Die Korruption, mit der man die Macht für private Vorteile missbraucht, ist schon zum Krebs im Körper der KPCh  geworden.

Für die heutigen KP-Bande Chinas ist „das Geld die größte Politik“, denn nur wenn sie Geld haben, können ihre Macht und ihr persönliches Interesse sichergestellt werden; können erst die wichtigen Städte stabilisiert und die Eliten gekauft werden. Nur so kann die Gier der Massen nach Reichtum befriedigt werden; und nur so können die Widerstände der Benachteiligten mit festem Griff  unterdrückt werden. Erst wenn die KPCh Geld hat, kann sie in der Diplomatie mit den westlichen Ländern verhandeln und die politische Unterstützung der kleinen Länder kaufen.

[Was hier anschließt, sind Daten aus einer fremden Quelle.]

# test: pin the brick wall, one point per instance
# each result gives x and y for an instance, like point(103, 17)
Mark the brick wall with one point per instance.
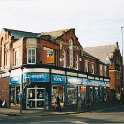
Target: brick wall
point(4, 89)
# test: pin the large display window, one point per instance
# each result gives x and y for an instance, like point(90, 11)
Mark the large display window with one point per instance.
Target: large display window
point(57, 91)
point(72, 95)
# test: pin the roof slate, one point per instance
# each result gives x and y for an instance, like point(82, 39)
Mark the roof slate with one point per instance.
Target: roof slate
point(19, 34)
point(104, 53)
point(55, 34)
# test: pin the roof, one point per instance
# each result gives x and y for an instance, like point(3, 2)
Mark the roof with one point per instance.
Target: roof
point(55, 34)
point(19, 34)
point(88, 55)
point(103, 53)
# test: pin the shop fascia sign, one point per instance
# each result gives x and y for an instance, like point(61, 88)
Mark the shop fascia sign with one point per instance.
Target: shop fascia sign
point(71, 74)
point(90, 77)
point(74, 80)
point(85, 81)
point(37, 77)
point(57, 78)
point(96, 78)
point(35, 70)
point(57, 71)
point(15, 76)
point(101, 83)
point(105, 79)
point(101, 79)
point(82, 75)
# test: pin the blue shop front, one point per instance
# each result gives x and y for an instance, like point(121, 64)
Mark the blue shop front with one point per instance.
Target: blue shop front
point(41, 86)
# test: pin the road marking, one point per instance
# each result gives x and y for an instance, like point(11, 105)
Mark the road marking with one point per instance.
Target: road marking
point(58, 122)
point(79, 122)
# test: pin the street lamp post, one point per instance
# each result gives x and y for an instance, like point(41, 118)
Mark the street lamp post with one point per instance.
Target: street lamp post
point(21, 90)
point(122, 27)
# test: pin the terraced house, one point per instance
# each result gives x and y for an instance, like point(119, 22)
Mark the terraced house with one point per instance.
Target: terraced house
point(35, 68)
point(110, 54)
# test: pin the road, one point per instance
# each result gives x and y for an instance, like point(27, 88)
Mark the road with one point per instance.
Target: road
point(112, 115)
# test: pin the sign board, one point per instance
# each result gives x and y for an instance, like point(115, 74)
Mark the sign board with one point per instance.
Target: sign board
point(74, 80)
point(58, 79)
point(37, 77)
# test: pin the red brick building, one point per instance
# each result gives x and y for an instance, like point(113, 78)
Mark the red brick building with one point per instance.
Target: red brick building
point(110, 54)
point(42, 66)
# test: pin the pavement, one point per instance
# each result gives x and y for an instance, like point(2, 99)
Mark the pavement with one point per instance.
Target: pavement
point(16, 112)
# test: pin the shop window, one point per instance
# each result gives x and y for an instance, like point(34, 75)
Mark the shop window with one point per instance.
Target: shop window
point(16, 57)
point(86, 66)
point(77, 62)
point(72, 95)
point(71, 54)
point(101, 70)
point(92, 68)
point(49, 55)
point(31, 55)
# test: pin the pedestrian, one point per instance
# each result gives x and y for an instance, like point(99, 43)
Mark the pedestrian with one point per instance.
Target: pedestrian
point(58, 106)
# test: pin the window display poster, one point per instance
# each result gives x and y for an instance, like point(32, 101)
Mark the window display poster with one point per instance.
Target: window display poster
point(57, 79)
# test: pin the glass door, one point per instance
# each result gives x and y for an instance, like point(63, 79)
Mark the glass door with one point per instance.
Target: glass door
point(35, 98)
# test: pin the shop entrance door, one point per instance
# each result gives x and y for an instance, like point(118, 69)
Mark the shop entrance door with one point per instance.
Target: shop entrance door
point(35, 98)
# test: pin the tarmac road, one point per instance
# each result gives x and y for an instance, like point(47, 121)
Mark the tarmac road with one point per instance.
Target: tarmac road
point(110, 115)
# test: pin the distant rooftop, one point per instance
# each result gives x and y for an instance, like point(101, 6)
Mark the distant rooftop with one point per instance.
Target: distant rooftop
point(19, 34)
point(103, 53)
point(55, 34)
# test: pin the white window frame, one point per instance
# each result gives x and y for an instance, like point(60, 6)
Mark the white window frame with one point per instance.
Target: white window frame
point(86, 66)
point(93, 68)
point(31, 55)
point(16, 55)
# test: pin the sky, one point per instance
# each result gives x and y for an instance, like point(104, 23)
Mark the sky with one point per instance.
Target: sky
point(97, 22)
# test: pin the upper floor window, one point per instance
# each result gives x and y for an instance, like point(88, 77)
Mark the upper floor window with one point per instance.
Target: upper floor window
point(105, 70)
point(92, 68)
point(86, 66)
point(49, 55)
point(31, 55)
point(71, 54)
point(77, 62)
point(16, 57)
point(101, 69)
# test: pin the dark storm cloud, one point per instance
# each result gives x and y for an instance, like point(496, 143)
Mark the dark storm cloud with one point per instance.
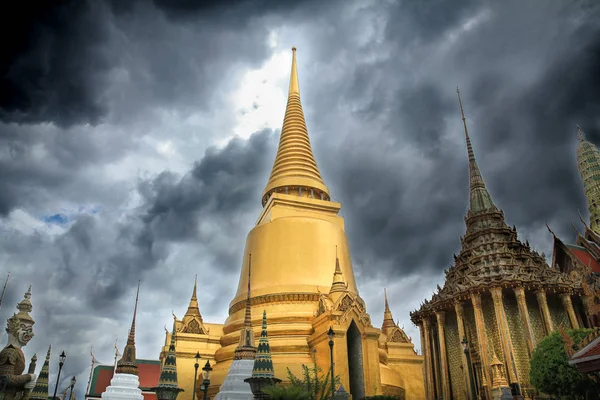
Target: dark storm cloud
point(524, 89)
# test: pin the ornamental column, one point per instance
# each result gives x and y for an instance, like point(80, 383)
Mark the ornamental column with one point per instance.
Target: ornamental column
point(566, 299)
point(525, 318)
point(482, 341)
point(441, 319)
point(458, 307)
point(507, 348)
point(543, 302)
point(426, 349)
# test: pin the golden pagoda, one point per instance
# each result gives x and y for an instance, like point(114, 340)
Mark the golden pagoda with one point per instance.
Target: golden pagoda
point(302, 277)
point(501, 296)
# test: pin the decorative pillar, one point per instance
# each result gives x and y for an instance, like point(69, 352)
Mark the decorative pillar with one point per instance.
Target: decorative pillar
point(426, 350)
point(543, 302)
point(441, 319)
point(482, 340)
point(507, 349)
point(566, 299)
point(436, 366)
point(525, 318)
point(458, 307)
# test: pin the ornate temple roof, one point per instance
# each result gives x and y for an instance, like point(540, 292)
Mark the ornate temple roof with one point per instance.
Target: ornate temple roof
point(491, 254)
point(127, 364)
point(295, 164)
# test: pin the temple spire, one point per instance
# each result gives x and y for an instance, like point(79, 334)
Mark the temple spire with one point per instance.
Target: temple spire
point(388, 319)
point(338, 284)
point(193, 308)
point(480, 199)
point(588, 160)
point(246, 349)
point(295, 170)
point(4, 288)
point(128, 363)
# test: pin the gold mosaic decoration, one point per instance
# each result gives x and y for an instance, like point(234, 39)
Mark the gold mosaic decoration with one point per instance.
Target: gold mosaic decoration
point(454, 350)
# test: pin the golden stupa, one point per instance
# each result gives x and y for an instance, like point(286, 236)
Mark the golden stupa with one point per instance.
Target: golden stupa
point(302, 276)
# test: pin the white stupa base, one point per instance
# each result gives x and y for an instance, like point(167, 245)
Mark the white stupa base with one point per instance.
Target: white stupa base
point(123, 387)
point(234, 387)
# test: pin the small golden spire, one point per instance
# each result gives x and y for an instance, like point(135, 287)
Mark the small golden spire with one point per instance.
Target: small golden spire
point(580, 134)
point(388, 319)
point(294, 85)
point(338, 278)
point(479, 198)
point(128, 363)
point(193, 308)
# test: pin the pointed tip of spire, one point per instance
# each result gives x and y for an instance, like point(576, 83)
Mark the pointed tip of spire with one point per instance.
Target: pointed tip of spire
point(294, 85)
point(387, 306)
point(195, 284)
point(580, 134)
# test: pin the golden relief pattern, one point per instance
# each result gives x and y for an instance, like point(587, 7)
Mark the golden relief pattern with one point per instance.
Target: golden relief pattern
point(453, 348)
point(517, 335)
point(491, 329)
point(537, 321)
point(560, 318)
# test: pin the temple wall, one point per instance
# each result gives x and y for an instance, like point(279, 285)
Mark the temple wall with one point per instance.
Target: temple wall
point(517, 336)
point(454, 354)
point(537, 323)
point(560, 318)
point(494, 344)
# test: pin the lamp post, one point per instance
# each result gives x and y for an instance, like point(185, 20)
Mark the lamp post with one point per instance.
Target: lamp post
point(73, 381)
point(471, 389)
point(195, 374)
point(62, 359)
point(206, 381)
point(331, 334)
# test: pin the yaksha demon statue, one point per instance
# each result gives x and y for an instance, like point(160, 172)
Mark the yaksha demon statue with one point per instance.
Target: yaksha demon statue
point(13, 383)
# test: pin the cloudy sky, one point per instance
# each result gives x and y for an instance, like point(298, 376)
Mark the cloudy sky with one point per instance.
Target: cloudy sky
point(136, 138)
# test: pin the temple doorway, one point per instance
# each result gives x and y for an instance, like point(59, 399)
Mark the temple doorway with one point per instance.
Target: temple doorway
point(355, 365)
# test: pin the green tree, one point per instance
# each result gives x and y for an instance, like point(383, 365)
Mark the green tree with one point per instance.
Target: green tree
point(550, 372)
point(283, 392)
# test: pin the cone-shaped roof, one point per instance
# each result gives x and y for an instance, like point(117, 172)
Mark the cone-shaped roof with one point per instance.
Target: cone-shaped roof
point(388, 320)
point(40, 390)
point(295, 164)
point(479, 199)
point(263, 364)
point(128, 364)
point(588, 160)
point(168, 370)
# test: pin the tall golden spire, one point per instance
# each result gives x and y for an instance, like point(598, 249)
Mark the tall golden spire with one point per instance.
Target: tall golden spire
point(246, 349)
point(480, 199)
point(295, 170)
point(388, 319)
point(193, 308)
point(128, 363)
point(588, 159)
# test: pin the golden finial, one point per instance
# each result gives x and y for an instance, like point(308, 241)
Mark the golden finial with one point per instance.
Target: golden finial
point(580, 134)
point(294, 85)
point(4, 289)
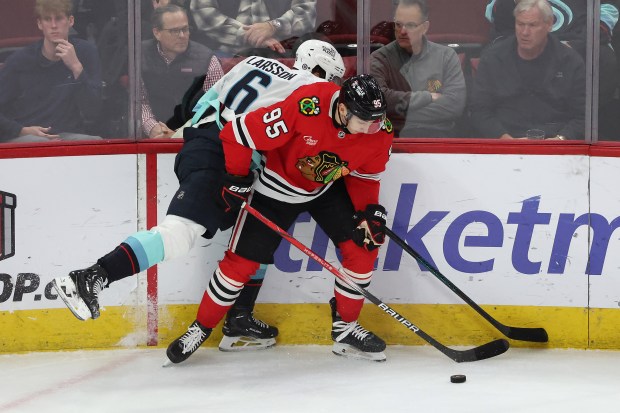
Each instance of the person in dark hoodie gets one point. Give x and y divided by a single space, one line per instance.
51 90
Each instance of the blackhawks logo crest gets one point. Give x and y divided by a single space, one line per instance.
309 106
387 125
324 167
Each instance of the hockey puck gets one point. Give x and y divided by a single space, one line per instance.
458 378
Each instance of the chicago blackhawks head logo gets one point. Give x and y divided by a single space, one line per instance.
309 106
324 167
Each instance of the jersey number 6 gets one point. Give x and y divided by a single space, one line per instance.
273 131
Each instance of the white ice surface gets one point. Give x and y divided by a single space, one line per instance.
309 379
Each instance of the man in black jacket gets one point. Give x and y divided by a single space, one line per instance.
530 81
170 62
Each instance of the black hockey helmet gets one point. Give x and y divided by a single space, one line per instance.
363 98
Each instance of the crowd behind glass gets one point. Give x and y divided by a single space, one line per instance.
126 64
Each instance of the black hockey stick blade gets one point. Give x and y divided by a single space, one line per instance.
482 352
533 334
485 351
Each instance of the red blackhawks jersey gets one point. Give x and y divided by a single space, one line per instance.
304 151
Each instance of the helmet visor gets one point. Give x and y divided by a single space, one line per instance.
357 125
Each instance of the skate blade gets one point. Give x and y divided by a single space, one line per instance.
351 352
245 343
67 291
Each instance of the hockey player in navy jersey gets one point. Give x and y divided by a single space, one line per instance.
199 166
323 150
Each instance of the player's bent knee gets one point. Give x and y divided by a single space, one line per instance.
178 235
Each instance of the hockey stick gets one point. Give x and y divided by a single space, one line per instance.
535 334
485 351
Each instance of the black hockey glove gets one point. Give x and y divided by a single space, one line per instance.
370 233
235 191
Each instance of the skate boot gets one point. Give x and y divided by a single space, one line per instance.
183 347
243 332
354 341
80 290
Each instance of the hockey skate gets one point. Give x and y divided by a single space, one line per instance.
80 290
243 332
183 347
354 341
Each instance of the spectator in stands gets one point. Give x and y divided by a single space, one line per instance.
570 26
423 81
530 81
50 90
233 25
170 62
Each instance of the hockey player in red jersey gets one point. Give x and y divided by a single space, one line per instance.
323 151
251 84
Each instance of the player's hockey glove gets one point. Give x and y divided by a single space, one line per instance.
369 232
235 191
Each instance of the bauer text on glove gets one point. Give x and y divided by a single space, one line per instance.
370 233
235 191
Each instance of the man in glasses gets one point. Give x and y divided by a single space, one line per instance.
423 81
170 62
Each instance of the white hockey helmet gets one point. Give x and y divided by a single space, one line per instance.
313 53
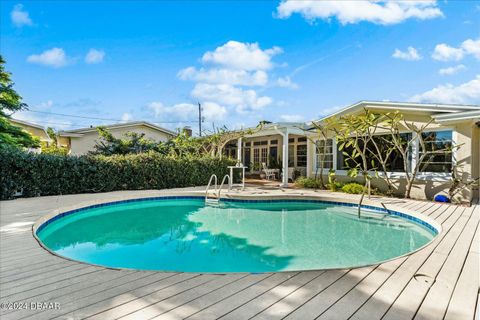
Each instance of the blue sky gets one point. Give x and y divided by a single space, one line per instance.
244 61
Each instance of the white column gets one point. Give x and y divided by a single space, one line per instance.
415 151
310 159
239 150
285 159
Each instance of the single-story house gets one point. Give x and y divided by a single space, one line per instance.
291 146
32 128
81 141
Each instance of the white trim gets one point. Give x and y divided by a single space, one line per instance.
405 106
422 176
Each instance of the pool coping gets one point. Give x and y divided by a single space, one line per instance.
404 213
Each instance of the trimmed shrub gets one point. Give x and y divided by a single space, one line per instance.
335 186
310 183
47 174
353 188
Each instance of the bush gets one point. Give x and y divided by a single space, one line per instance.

Im dritten Bereich ist dem luxuriösen Konsum und der frivolen Unkultur Vorschub zu leisten. Überall werden die teuersten Markenautos, Markenuhren und Luxushäuser gekauft. In der Massenkultur herrscht dennoch nur das Spießbürgertum. All das führt zum Hedonismus, zur Kaltblütigkeit und Primitivität.

Der vierte Bereich betrifft die Meinungsfreiheit; das heißt, dass alle anderen politischen oder weltanschaulichen Meinungen zu verbieten sind. Besonders die Organisation zivilgesellschaftlicher Gruppierungen wird hart bekämpft.

Die Zivilgesellschaft wird gespalten und ist nicht in der Lage, eine unabhängige Kraft gegen die am besten organisierte Partei- und Staatsgewalt zu bilden.

Im fünften Bereich gilt es, die Eliten der Intellektuellen zu kaufen. Nach dem Massaker 1989 hat die KPCh die Intellektuellen zuerst mit Massenfestnahmen eingeschüchtert, dann lockte man sie mit persönlichen Vorteilen. Die sich darauf einließen, sind nach kurzer Zeit zu Zynikern geworden.

Obwohl sie innerlich wahrscheinlich die Ideologie der Mächtigen ablehnen und sogar die politische Macht verachten, unterwerfen sie sich doch der großen realen materiellen Verlockung und die hohen Risiken unter dem politischen Terror machen sie ängstlich gegenüber der politischen Macht. Sie befürworten öffentlich die Politik des Regimes und rücken näher an die Macht und die Ressourcen. Sie lassen keine Chance aus um aufzusteigen und schämen sich nicht mehr, die Make-Up-Meister der kapitalisierten Ideologie zu sein. Wissen, Macht und Kapital schließen sich zusammen zur Allianz der Interessen.

Die sozialen Kosten

Die rasante Veränderung der chinesischen Wirtschaft ist in Wirklichkeit nur oberflächlich und anormal. Das ist lediglich die Vergrößerung der Menge und nicht die Erhöhung der Qualität.

Mit dem schnellen Wachstum der Wirtschaft ist die Qualität des gesellschaftlichen Lebens und der Menschlichkeit nicht gewachsen. Die Moral, die Gedankenaktivitäten, die für die Gesellschaft wichtige Teilnahme an den öffentlichen Aktivitäten sind viel schlechter als in den 80er Jahren.

Heutzutage legt man nur noch Wert auf reine Wirtschaftsreformen, um nach rein wirtschaftlichen Interessen zu jagen. Hinter diesem „Wirtschaftswunder“ ist die Wunde eines korrupten Systems verborgen, die Wunde des Unrechts in der Gesellschaft, die Wunde der verdorbenen Moral und die Wunde der Erschöpfung der für die Zukunft nötigen Ressourcen. Das ist eine Wunde nicht nur mit hohen ökonomischen Kosten und einer Missachtung der Menschenrechte, sondern mit sozialen Kosten, die nicht zu kalkulieren sind.

Der Artikel stellt die persönliche Meinung des Autors dar.

Zur Person:

Liu Xiaobo (1955), Schriftsteller, ehemaliger Präsident der Indipendent Chinese PEN Stiftung, lebt zurzeit in Beijng. Seit dem Massaker 1989 wurde er drei Mal zu fünfeinhalb Jahren  Gefängnis verurteilt aufgrund seiner kritischen Meinungen über das Regime. Ihm ist die Ausreise ins Ausland untersagt.